A group of war veterans in Zimbabwe indicates where his followers will settle on Rockwell Farm, owned by farmer Andreo Malus, in March 2000. Picture: HOWARD BURDITT
A group of war veterans in Zimbabwe indicates where his followers will settle on Rockwell Farm, owned by farmer Andreo Malus, in March 2000. Picture: HOWARD BURDITT

Harare/Johannesburg — Zimbabwe’s government has signed a $3.5bn deal to compensate white commercial farmers evicted from their land two decades ago.

The agreement is a turning point in a dispute that tipped the Southern African nation’s economy into freefall by slashing food production and export income, and incurred sanctions from the US and EU.

“Today marks a huge milestone,” Andrew Pascoe, president of the Commercial Farmers Union (CFU) that represents the white farmers, said on Wednesday at a signing ceremony in Harare. “As Zimbabweans, we have chosen to resolve this long-outstanding issue.”

It’s unclear how the compensation will be funded, at a time when Zimbabwe is in the midst of an economic crisis. The country is battling inflation of more than 700% and dealing with shortages of currency, fuel and food with more than 90% of the population out of formal employment.

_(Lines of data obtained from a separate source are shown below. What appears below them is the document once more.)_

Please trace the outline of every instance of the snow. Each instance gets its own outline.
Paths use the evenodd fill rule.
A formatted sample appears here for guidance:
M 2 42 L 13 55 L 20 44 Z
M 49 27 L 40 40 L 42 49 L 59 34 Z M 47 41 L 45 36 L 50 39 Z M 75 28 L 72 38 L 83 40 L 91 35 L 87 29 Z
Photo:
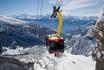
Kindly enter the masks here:
M 51 63 L 48 65 L 48 70 L 95 70 L 95 61 L 91 57 L 72 55 L 67 52 L 64 55 L 62 58 L 49 55 Z
M 99 35 L 103 38 L 103 32 L 99 31 Z
M 37 17 L 35 15 L 28 15 L 28 14 L 20 14 L 20 15 L 13 15 L 13 17 L 17 17 L 19 19 L 36 19 Z
M 66 35 L 71 35 L 71 34 L 69 33 L 69 34 L 66 34 Z
M 10 24 L 23 24 L 27 23 L 26 21 L 22 21 L 13 17 L 7 17 L 7 16 L 0 16 L 0 21 L 8 22 Z
M 17 49 L 10 49 L 3 47 L 3 49 L 6 49 L 1 55 L 18 55 L 20 54 L 20 50 L 23 50 L 22 47 L 17 47 Z
M 97 23 L 100 21 L 104 21 L 104 5 L 101 7 L 101 11 L 98 15 Z
M 74 35 L 74 36 L 72 36 L 72 37 L 81 37 L 81 35 L 79 34 L 79 35 Z
M 22 51 L 23 50 L 23 51 Z M 54 57 L 54 54 L 49 54 L 46 48 L 34 46 L 31 48 L 17 48 L 15 50 L 8 49 L 5 54 L 22 54 L 15 58 L 23 62 L 33 62 L 34 70 L 95 70 L 95 61 L 92 58 L 83 55 L 72 55 L 67 51 L 60 57 Z
M 45 70 L 44 68 L 41 68 L 39 65 L 34 64 L 34 69 L 35 70 Z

A committee has been formed by the government, farmers and donors to raise funding for the compensation, vice-president Constantino Chiwenga said at the ceremony.

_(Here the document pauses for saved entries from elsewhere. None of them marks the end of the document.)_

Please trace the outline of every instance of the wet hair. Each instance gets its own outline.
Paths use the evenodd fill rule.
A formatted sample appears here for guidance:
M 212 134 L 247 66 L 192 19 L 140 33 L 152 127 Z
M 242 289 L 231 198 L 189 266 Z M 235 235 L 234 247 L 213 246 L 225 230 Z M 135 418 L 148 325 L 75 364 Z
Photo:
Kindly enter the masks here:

Zimbabwe has endured intermittent food shortages since the government began the often-violent programme that seized most white-owned, large-scale farms from 2000. Zimbabwe’s rulers maintain that the land was taken forcibly during colonial times and needed to be returned to black residents.

The compensation agreement is for improvements and assets on the more than 4,000 farms seized and doesn’t pertain to the land itself, Ben Gilpin, a director of the CFU, said earlier this month.

“This momentous event is historic,” President Emmerson Mnangagwa said at the ceremony. “It brings closure and a new beginning.”